With that one word change, you can now stay in the luxury of your home, wrapped in a quilt in front of a fire with a cup of hot chocolate and just THINK, instead of putting on those hiking boots. I’m thinking right now of a memorable hike we did just last month with three other families. It will be remembered by most of us (except a 4 year old who got carried) as the HIKE FROM HELL!
We’d done a 5 mile hike (or bike for some) to Loon Lake. It had been quite enjoyable. We’d hiked through a stunning burnt forest with white and black trees in red fall ground cover. We’d seen creeks and grassy areas, then traversed through shady evergreen forests. When we reached the lake we ate lunch and sat and thrilled to the view and some rest, knowing we had to go back those same 5 miles we’d come.
Someone in our group suggested hiking around the lake to where a crashed WWII plane lay in the forest beyond. The beginning of the trail going there should have given us a clue (or warning). The lake emptied there and some stones and precarious logs had been stacked across, still letting the water through to the creek, but giving hikers a chance to cross without getting wet (if you’re a tightrope walker). Everyone decided to go, except 3 of us (Yours truly among the three wimps who stayed).
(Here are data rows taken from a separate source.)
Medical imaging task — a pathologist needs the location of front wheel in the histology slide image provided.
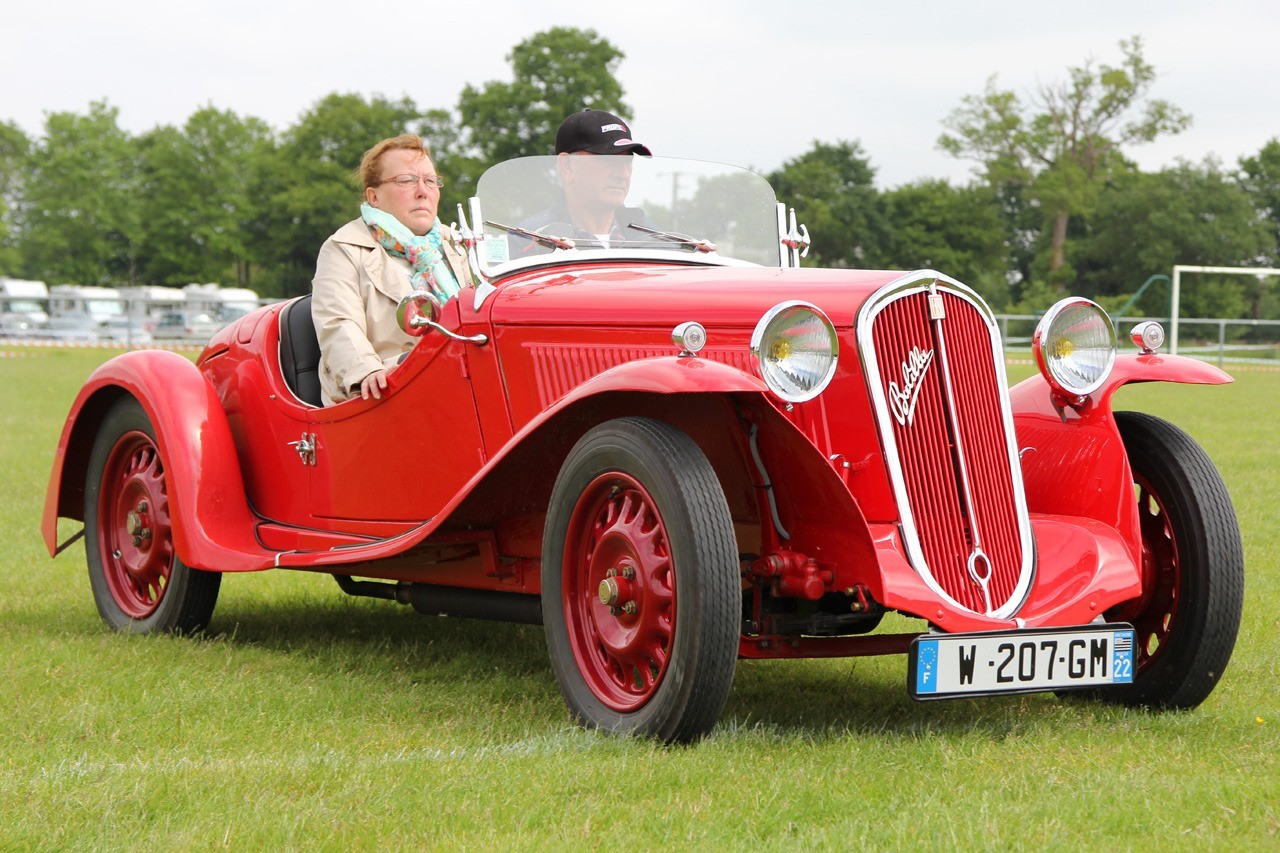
[84,397,223,634]
[1100,411,1244,708]
[541,418,741,742]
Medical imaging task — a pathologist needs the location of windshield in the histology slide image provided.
[470,155,781,272]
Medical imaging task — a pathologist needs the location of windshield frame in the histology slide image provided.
[471,156,791,281]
I felt a little twinge of regret as I watched the others leave…but my friend didn’t want to take her 3 year old over that log jam, and I didn’t want to leave her alone (at least that’s what I said to be noble). Truthfully, my feet already hurt and I didn’t want to go one step further than I had to since I knew we still had several hours back to the trailhead.
The others had assured us they’d be quick. My friend’s husband said, “We’ll be back in 30 minutes. Ten minutes to get there, 10 minutes to let the kids look around, then 10 minutes to get back.”
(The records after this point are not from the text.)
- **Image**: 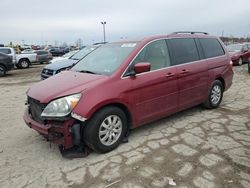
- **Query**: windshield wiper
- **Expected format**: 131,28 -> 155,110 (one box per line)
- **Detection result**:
78,70 -> 97,74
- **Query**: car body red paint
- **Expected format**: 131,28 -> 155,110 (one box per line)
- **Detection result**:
24,34 -> 233,149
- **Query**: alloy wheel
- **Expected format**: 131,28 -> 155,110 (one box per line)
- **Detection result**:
99,115 -> 122,146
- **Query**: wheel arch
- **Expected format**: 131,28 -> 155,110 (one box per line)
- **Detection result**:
215,77 -> 225,91
87,102 -> 133,129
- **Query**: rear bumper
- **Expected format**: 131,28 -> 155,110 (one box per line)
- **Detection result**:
23,109 -> 75,149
My friend and I had a relaxing time sitting by the lake watching her 3 year old eat dirt and play with bugs. We kept glancing around, hoping to see a sign of the rest of our group, but to no avail.
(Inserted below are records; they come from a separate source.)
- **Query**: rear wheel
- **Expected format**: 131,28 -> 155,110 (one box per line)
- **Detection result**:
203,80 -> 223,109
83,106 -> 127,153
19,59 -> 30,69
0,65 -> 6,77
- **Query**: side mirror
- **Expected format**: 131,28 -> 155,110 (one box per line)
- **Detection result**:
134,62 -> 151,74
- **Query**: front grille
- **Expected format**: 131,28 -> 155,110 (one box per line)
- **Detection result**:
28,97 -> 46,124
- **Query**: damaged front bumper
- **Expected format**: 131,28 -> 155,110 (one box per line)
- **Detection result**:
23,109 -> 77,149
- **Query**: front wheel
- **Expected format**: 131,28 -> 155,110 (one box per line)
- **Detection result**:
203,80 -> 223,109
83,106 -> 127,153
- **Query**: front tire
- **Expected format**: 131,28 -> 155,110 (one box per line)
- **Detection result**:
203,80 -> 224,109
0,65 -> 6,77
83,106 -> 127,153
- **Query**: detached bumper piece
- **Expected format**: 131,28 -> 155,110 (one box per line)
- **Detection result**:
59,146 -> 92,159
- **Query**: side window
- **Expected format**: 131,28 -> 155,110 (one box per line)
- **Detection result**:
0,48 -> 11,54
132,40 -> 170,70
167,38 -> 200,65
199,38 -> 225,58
TWO HOURS LATER…the first of them came straggling back, covered in mud and scratches and looking battle worn. The dirty kids went into the lake, not caring about shoes or socks (they were already caked in knee deep mud, which wouldn’t come off in the water). That easy 10 minute trail had turned into muddy swamp and fallen trees from a fire a few years ago. They had doggedly kept going, knowing that any second they would come upon the wrecked aviation carnage.
Beware the words: “We’re almost there!” They are NEVER true!
Those poor souls kept going forward, knowing they “were almost there.” Their 10 minute hike became a 2 hour ordeal that left several with bloody wounds…and all of them utterly exhausted. My friend and I were quite rested and ready to head back when they returned. But all of those who had gone on that SHORT hike, dragged the rest of the 5 miles back to the trailhead, grumbling and mumbling under their breath about that DANG PLANE.